Nor can FDs use the euro as an opportunity to clean up their reserves. Over the years, most companies will have recognised cumulative foreign exchange translation differences. Locking national currencies will mean those differences are also locked. Translation differences arise when different rates are used at different balance sheet dates to translate the financial statements of foreign entities. These translation differences are taken to reserves and reported in the statement of total recognised gains and losses. And there, says the UITF, they will stay. FRS 3 is clear that the same gains and losses cannot be recognised twice therefore exchange differences must remain in reserves and must not be recycled through the profit & loss account.

The most arcane element of the abstract is the treatment of anticipatory hedges when the euro comes into being. In a way, the hedging question is the mirror image of the foreign currency problem. Foreign exchange contracts – and other financial instruments – are often used to hedge the currency risk. Of course, a major reason for the euro is to kill this exchange risk but in the run-up to, and early years of, the euro these contracts will be in use and unwinding. The UITF advice is simple: carry on as normal. In the absence of an accounting standard for anticipatory hedges, most companies with such instruments have an accounting policy of deferring gains and losses and recognising them in the profit & loss account in the same period as the related income or expense being hedged. The euro has no impact on such an accounting treatment and so gains and losses should continue to be deferred.

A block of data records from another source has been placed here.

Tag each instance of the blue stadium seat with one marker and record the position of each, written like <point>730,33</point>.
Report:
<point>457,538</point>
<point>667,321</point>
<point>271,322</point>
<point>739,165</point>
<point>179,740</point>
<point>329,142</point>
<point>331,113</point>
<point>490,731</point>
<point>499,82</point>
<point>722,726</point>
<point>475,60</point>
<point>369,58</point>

It is perhaps not surprising that the abstract published in March is in line with the approach adopted by the International Accounting Standards Committee. Its Standing Interpretations Committee echoes the thinking of the ASB’s UITF – bad news for any FD who thought there might be room for a little standards interpretation arbitrage.

While FDs in some sectors, notably retail, have made great strides in making sure their companies are fit to deal with the euro, many others have not accomplished nearly so much. The impact of the change will be massive, psychologically as well as financially. Whether the information is published in sterling or euros, FDs now have the advice they need to ensure the costs are clearly and consistently accounted for.